輝きは今も色褪せないポルシェ初のグランツーリスモの革新

Porsche AG

1970年代、ポルシェにとってアメリカは最大の市場であったため、新しい安全基準と環境性能について激しい議論が交わされていた。厳しい安全・排ガス規制の導入を目前にして、ポルシェは911シリーズの世代交代を急いでいたのである。変化の兆しを敏感に感じ取ったポルシェは1972年2月、新たな主力モデルとして928の開発に取りかかった。

当時、CEOに就任したばかりだったエルンスト・フールマンは、従来のRRとは異なるFRの採用にゴーサインを出した。それは、ポルシェがこだわり続けてきた駆動レイアウトの伝統を覆す決断だった。「FR方式の採用が決まった時から、ヴァイザッハの研究開発スタッフは皆、一致団結してプロジェクトに取り組みました」と、当時を振り返るのは、ポルシェ 928のプロジェクト・マネージャーを務めたフォルフヘルム・ゴリッセンだ。

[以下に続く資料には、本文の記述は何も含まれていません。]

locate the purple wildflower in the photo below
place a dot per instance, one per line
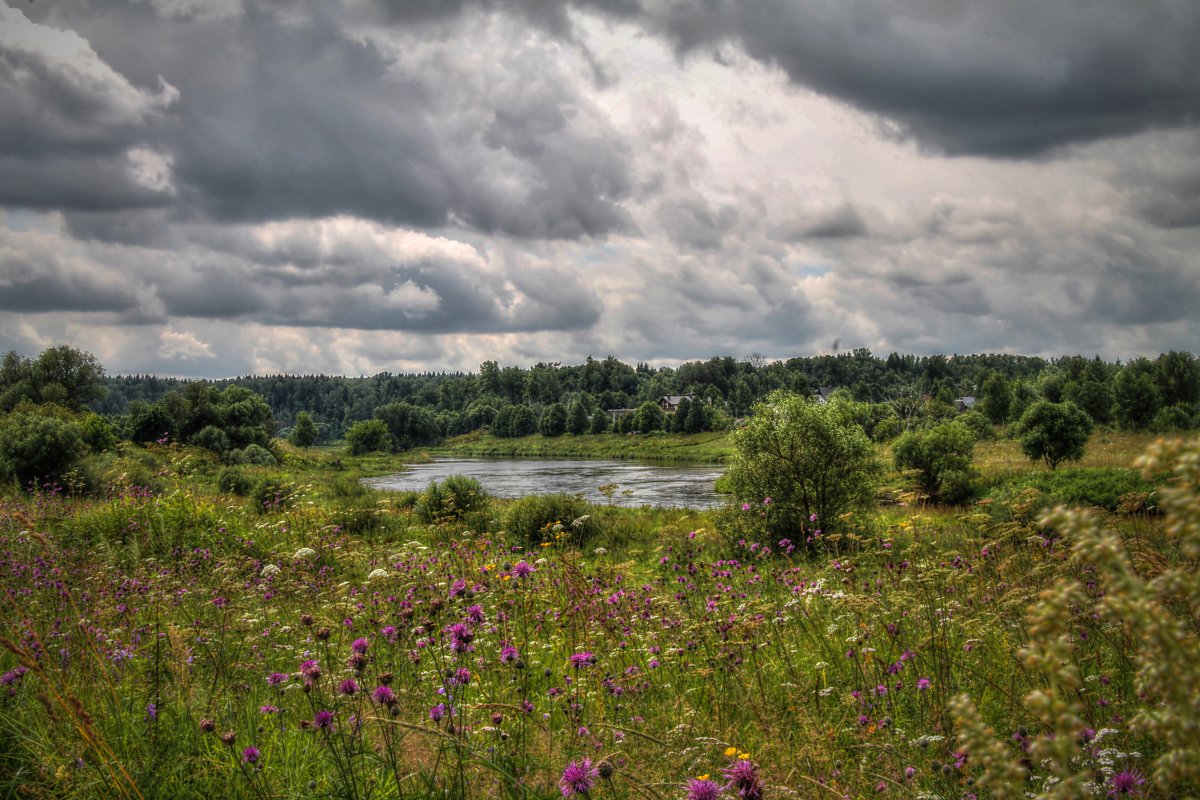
(581, 660)
(743, 777)
(579, 777)
(703, 789)
(1126, 782)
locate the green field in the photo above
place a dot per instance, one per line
(312, 638)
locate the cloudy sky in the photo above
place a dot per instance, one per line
(220, 187)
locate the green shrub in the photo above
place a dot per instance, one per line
(273, 494)
(453, 499)
(941, 459)
(234, 481)
(533, 519)
(34, 446)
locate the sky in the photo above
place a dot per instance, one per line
(222, 187)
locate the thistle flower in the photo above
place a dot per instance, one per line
(579, 777)
(743, 777)
(1126, 782)
(700, 788)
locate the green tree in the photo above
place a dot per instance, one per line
(941, 457)
(304, 432)
(1054, 432)
(810, 458)
(577, 419)
(996, 398)
(648, 417)
(553, 420)
(369, 435)
(1135, 396)
(600, 422)
(35, 446)
(411, 426)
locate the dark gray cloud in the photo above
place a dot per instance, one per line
(985, 78)
(293, 114)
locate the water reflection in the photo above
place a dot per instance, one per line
(655, 485)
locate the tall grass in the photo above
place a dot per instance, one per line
(287, 653)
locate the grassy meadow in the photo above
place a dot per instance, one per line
(295, 635)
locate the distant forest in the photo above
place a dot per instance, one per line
(1144, 394)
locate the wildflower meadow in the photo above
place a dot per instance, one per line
(174, 641)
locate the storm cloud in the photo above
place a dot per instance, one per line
(232, 186)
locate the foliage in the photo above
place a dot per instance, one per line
(941, 457)
(810, 458)
(454, 498)
(1132, 597)
(37, 446)
(1054, 432)
(304, 433)
(553, 420)
(369, 435)
(1101, 487)
(252, 455)
(408, 425)
(538, 518)
(233, 481)
(60, 374)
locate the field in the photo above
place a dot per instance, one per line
(311, 638)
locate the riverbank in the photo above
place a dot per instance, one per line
(695, 447)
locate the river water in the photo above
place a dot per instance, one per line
(637, 483)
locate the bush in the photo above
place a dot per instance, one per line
(35, 446)
(253, 456)
(533, 519)
(810, 458)
(453, 499)
(369, 435)
(273, 494)
(1054, 432)
(941, 457)
(981, 426)
(233, 481)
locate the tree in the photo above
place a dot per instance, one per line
(36, 446)
(369, 435)
(1135, 396)
(577, 419)
(304, 432)
(996, 398)
(941, 456)
(648, 417)
(1054, 432)
(553, 420)
(600, 422)
(809, 458)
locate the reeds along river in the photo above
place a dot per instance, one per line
(637, 483)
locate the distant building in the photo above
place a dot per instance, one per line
(671, 402)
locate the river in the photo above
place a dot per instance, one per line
(637, 483)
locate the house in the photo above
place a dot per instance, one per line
(671, 402)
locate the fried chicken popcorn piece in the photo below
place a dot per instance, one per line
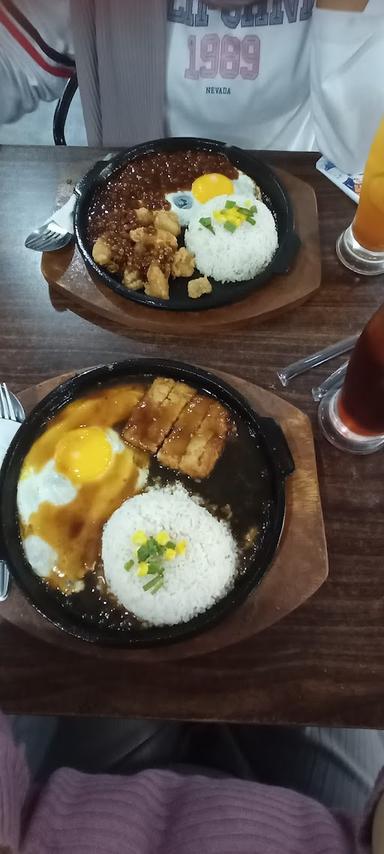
(139, 235)
(144, 216)
(183, 263)
(157, 284)
(153, 237)
(132, 280)
(101, 252)
(167, 221)
(198, 287)
(165, 237)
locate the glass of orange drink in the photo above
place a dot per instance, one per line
(361, 246)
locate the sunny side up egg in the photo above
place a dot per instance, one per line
(204, 188)
(74, 477)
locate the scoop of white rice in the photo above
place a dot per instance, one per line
(232, 256)
(192, 582)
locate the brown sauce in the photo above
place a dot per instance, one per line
(239, 490)
(144, 183)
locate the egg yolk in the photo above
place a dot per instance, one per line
(83, 454)
(206, 187)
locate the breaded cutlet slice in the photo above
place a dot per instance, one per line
(152, 418)
(176, 443)
(207, 444)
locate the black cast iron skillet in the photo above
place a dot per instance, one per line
(274, 195)
(271, 462)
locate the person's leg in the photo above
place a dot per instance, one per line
(36, 734)
(116, 745)
(336, 766)
(105, 745)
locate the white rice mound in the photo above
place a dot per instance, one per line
(194, 581)
(232, 256)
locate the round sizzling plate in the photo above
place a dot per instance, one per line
(273, 193)
(271, 462)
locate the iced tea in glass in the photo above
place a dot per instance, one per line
(361, 246)
(352, 418)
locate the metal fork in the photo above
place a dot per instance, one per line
(13, 412)
(56, 231)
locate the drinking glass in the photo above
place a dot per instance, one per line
(352, 418)
(361, 246)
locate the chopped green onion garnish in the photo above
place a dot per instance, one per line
(206, 222)
(157, 586)
(153, 583)
(155, 568)
(150, 549)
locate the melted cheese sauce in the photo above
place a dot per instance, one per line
(74, 530)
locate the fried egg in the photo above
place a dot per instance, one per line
(74, 476)
(186, 203)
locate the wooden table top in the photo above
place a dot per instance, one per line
(325, 662)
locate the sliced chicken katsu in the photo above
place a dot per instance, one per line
(198, 456)
(176, 443)
(153, 417)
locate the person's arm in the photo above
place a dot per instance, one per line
(36, 57)
(347, 70)
(378, 828)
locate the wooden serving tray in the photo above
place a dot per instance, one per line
(66, 274)
(299, 568)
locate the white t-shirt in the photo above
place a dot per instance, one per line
(241, 75)
(279, 74)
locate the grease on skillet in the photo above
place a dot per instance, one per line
(143, 183)
(240, 490)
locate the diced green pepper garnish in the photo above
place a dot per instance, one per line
(156, 587)
(206, 222)
(153, 583)
(154, 568)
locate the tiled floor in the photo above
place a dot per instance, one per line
(36, 128)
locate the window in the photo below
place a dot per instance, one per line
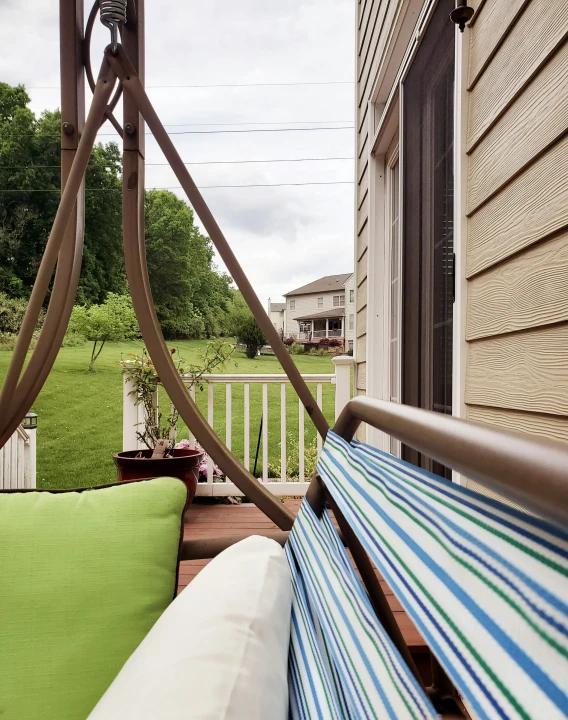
(428, 188)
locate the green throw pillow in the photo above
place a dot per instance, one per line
(83, 577)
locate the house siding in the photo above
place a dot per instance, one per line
(374, 22)
(517, 207)
(306, 305)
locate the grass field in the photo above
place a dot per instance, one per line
(80, 413)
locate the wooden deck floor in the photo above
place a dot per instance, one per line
(204, 521)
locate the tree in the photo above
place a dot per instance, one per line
(191, 298)
(112, 321)
(247, 331)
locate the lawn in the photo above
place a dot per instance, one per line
(80, 413)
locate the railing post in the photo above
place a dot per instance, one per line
(30, 452)
(342, 382)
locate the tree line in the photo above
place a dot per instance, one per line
(192, 298)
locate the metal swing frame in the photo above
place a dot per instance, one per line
(526, 470)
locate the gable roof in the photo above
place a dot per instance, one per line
(334, 312)
(324, 284)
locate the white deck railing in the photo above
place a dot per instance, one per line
(341, 380)
(18, 461)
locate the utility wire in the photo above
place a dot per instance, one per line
(201, 187)
(204, 162)
(219, 85)
(201, 132)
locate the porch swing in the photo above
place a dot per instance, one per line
(485, 583)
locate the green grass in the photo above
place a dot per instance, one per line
(80, 413)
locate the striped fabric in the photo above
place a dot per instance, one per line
(486, 584)
(342, 662)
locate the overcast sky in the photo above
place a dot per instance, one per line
(283, 236)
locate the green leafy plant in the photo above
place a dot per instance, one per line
(111, 321)
(139, 369)
(247, 332)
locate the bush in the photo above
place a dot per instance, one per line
(247, 332)
(12, 311)
(112, 321)
(72, 339)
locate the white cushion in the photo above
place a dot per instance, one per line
(220, 651)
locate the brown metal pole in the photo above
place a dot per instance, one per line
(103, 89)
(134, 88)
(70, 255)
(137, 273)
(528, 470)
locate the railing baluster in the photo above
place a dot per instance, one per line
(301, 441)
(228, 415)
(319, 400)
(192, 395)
(264, 432)
(283, 432)
(247, 426)
(210, 420)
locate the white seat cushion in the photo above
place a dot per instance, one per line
(220, 650)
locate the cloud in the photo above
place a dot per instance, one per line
(284, 236)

フロントに搭載するエンジンはモータースポーツから転用した水冷アルミニウムブロックの4.5リッター V8ユニット(当時としてはヨーロッパの市販モデル初)で、これを “ヴァイザッハ・アクスル” と呼ばれる後輪独立懸架ライブアクスルと組み合わせて採用した。車体を構成するパーツにはスチールだけでなくアルミニウムやプラスティックを多用し、ボディ一体型のポリウレタン製バンパーは新たに導入された振子式衝撃試験を見事にクリアしたのであった。

今でこそ当たり前の技術だが、当時、この衝撃吸収バンパーは、エンジニアやデザイナーをはじめとして、プロジェクト・マネージャーのゴリッセンを大いに悩ませた。「装着するのも大変でしたが、特に塗装はさらに困難を極めました。スチールとアルミニウム、ポリウレタンのどの素材にも対応する塗料を見つけるのは容易ではありませんでした。実際、色ムラがありましたしね」と、ゴリッセンは当時の苦労を語る。